I worried that the antlers would be too heavy and over time would tear and pull away from any tape or glue. So I hot glued to hold the box to the antler base, then I taped to hold the antlers to the box top, then I wedged in a pizza box so the antlers couldn't fall down.

I put in the Canister eyes and hot glued around the edges on the inside so they couldn't sink in.

I put in 2 medium mailer boxes at the back and at the front to finish off the support.

You may notice a plastic piece just above the eyes attached to the pizza box and a hole in the bottom in some pictures. We originally intended to carry the head using a dollar store mop.
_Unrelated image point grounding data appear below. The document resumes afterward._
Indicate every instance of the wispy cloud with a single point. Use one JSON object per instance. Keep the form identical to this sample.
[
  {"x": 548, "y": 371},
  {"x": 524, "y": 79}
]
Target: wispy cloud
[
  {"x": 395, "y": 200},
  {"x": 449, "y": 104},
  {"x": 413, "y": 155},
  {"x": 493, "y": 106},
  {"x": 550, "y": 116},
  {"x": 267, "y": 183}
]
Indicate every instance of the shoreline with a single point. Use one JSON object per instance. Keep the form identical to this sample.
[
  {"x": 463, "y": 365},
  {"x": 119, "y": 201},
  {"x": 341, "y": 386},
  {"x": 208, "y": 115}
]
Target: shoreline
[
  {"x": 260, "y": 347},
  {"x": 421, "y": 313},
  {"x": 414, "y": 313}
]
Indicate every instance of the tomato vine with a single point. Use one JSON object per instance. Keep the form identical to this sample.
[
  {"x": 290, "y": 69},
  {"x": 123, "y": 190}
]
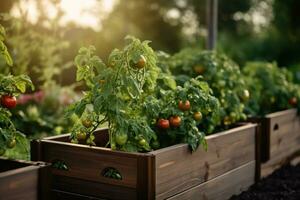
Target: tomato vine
[
  {"x": 10, "y": 87},
  {"x": 131, "y": 94},
  {"x": 271, "y": 87},
  {"x": 222, "y": 75}
]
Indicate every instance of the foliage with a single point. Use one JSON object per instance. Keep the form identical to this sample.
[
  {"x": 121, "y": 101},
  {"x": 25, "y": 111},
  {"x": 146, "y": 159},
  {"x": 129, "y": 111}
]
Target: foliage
[
  {"x": 42, "y": 113},
  {"x": 9, "y": 86},
  {"x": 198, "y": 93},
  {"x": 271, "y": 88},
  {"x": 37, "y": 51},
  {"x": 133, "y": 98},
  {"x": 115, "y": 93},
  {"x": 222, "y": 75}
]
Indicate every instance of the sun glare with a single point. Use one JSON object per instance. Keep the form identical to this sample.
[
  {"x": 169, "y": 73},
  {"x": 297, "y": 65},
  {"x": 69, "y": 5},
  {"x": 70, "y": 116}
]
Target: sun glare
[{"x": 87, "y": 13}]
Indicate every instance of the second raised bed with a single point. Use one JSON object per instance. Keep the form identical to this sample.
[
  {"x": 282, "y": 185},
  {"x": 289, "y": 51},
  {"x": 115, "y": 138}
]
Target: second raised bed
[{"x": 280, "y": 139}]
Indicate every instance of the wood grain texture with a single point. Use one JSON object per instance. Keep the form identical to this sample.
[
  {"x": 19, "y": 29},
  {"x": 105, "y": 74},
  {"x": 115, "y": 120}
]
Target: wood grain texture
[
  {"x": 88, "y": 163},
  {"x": 62, "y": 195},
  {"x": 92, "y": 189},
  {"x": 284, "y": 139},
  {"x": 23, "y": 180},
  {"x": 177, "y": 169},
  {"x": 155, "y": 175},
  {"x": 221, "y": 187}
]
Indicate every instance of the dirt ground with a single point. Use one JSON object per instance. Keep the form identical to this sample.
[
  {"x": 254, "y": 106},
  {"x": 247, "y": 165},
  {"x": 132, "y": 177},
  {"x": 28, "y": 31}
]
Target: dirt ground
[{"x": 283, "y": 184}]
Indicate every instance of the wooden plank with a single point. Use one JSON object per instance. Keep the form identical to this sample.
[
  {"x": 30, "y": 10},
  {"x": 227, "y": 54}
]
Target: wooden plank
[
  {"x": 146, "y": 177},
  {"x": 19, "y": 184},
  {"x": 88, "y": 163},
  {"x": 177, "y": 169},
  {"x": 62, "y": 195},
  {"x": 284, "y": 139},
  {"x": 222, "y": 187},
  {"x": 92, "y": 189}
]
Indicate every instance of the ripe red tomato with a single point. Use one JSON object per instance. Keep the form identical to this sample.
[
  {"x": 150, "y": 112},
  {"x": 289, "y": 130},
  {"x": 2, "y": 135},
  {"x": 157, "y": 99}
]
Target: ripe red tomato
[
  {"x": 121, "y": 139},
  {"x": 87, "y": 123},
  {"x": 175, "y": 121},
  {"x": 155, "y": 144},
  {"x": 199, "y": 69},
  {"x": 197, "y": 116},
  {"x": 11, "y": 144},
  {"x": 2, "y": 151},
  {"x": 142, "y": 142},
  {"x": 184, "y": 106},
  {"x": 8, "y": 101},
  {"x": 141, "y": 62},
  {"x": 293, "y": 101},
  {"x": 245, "y": 95},
  {"x": 163, "y": 123},
  {"x": 80, "y": 136}
]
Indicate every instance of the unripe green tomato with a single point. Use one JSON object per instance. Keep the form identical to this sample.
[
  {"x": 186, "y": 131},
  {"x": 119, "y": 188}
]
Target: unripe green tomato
[
  {"x": 245, "y": 95},
  {"x": 11, "y": 144},
  {"x": 210, "y": 129},
  {"x": 142, "y": 142},
  {"x": 155, "y": 144},
  {"x": 243, "y": 116},
  {"x": 141, "y": 62},
  {"x": 80, "y": 136},
  {"x": 226, "y": 120},
  {"x": 87, "y": 123},
  {"x": 121, "y": 139},
  {"x": 2, "y": 151},
  {"x": 113, "y": 146},
  {"x": 197, "y": 116}
]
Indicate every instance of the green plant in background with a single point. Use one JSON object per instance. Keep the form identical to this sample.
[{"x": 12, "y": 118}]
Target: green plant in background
[
  {"x": 37, "y": 51},
  {"x": 10, "y": 87},
  {"x": 272, "y": 88},
  {"x": 115, "y": 93},
  {"x": 143, "y": 110},
  {"x": 221, "y": 73}
]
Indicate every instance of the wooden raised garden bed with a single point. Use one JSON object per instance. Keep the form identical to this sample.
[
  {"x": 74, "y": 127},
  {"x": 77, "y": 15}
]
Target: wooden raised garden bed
[
  {"x": 227, "y": 168},
  {"x": 280, "y": 139},
  {"x": 24, "y": 180}
]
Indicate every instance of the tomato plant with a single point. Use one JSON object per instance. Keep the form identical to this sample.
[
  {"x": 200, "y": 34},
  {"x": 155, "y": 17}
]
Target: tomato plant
[
  {"x": 182, "y": 126},
  {"x": 222, "y": 74},
  {"x": 140, "y": 104},
  {"x": 115, "y": 93},
  {"x": 271, "y": 87},
  {"x": 10, "y": 87}
]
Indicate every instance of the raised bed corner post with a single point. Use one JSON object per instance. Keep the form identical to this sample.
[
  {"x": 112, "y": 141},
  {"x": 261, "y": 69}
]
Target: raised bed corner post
[{"x": 212, "y": 23}]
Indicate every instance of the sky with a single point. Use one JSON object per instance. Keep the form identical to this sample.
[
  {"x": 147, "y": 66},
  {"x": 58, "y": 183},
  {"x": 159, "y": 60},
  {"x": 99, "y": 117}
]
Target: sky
[{"x": 86, "y": 13}]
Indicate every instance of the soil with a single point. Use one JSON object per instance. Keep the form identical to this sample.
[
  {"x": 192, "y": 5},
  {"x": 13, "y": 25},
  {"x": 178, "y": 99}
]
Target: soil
[{"x": 283, "y": 184}]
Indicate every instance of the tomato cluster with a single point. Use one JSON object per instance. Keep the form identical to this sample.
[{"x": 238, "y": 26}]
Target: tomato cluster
[{"x": 8, "y": 101}]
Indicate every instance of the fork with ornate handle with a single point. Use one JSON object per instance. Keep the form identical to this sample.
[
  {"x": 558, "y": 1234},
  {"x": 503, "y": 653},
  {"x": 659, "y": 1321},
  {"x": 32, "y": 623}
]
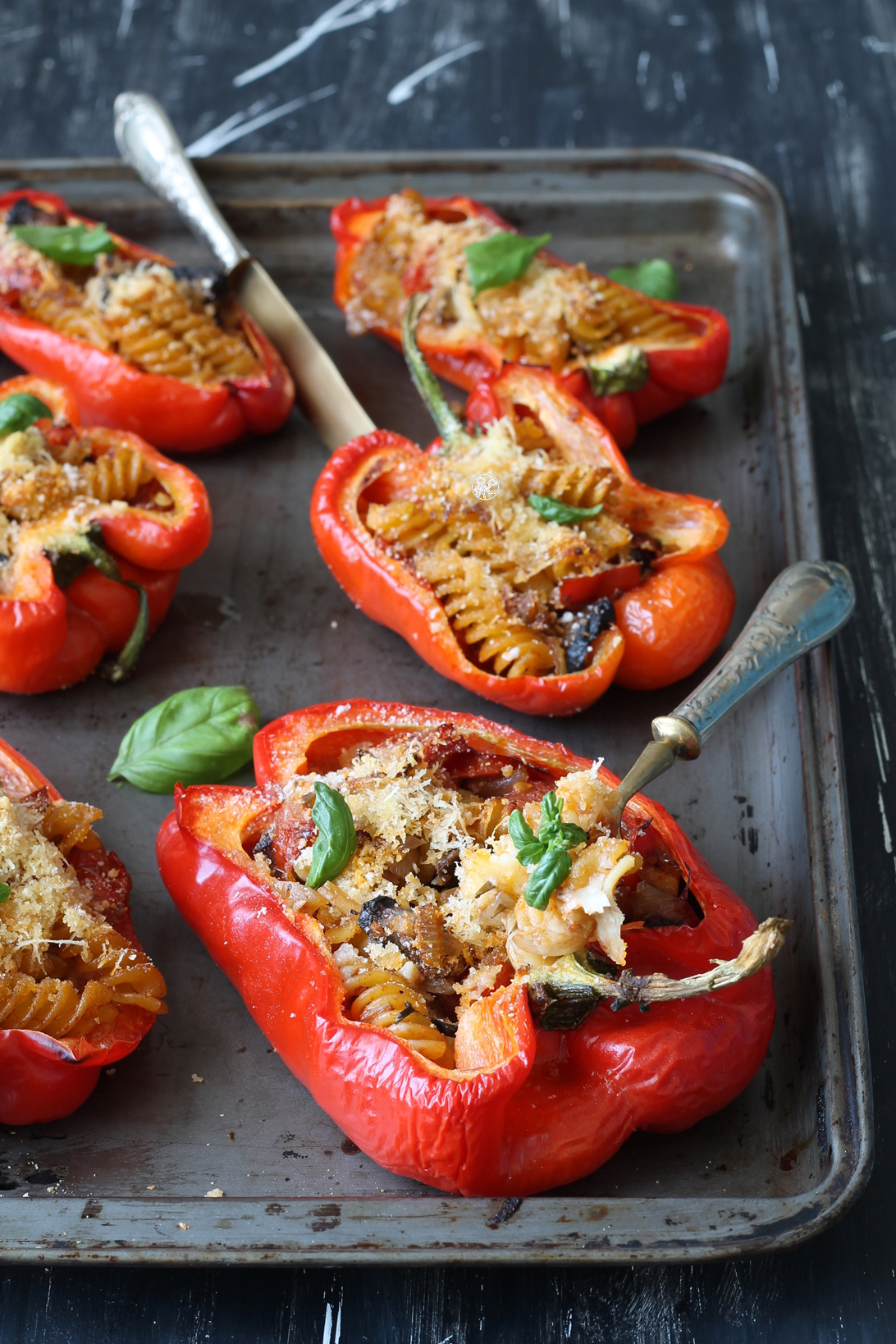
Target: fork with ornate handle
[{"x": 805, "y": 605}]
Although we think the concept is sound - we found it too difficult for the girls to do and opted to just carry the head from the outside of the box.

We zip tied the snoot to the head and those zip ties were covered by the tongue.

We did find that after a few rounds of use at the event the jaw ripped - we forgot to put on the lower jaw support recommended in the boxyourself video - definitely add some support to keep the mouth from falling completely flat open. We had do some tape work to close it up so we could see when carrying it around at the event.

Step 15: Putting It All Together - Details

We used glue dots to attach the tongue (plain rectangle of poster board to cover the inside of the mouth), the teeth and the eye lashes.

Again we needed to be able to travel with the dragon so we couldn't have the poster board getting crushed and wrinkled so we attached the rest of the accessories with sticky back hook and loop tape. This way we could remove them and keep them safe to and from meetings and the event. The frills on the side of the head held the open side of the box closed - so if we had used the pole we could have accessed the inside of the box to screw it into the mop head.

To attach the body I punched small holes in the top at the back and side corners and and in the center back of the head. I added small grommets into the sheet matching them to the placement of the holes in my boxes. Note the holes are on each side of the corner so I can zip tie over the corner so that it wont rip through. I used a bent paper clip to help fish the zip tie through the 2nd hole

To carry the body we opened hula hoops from the dollar tree and threaded them through the loops we sewed on earlier. Note: We did have some slippage issues during the event when we had girls of significant height differences but most of the time a small tug would take care of the matter.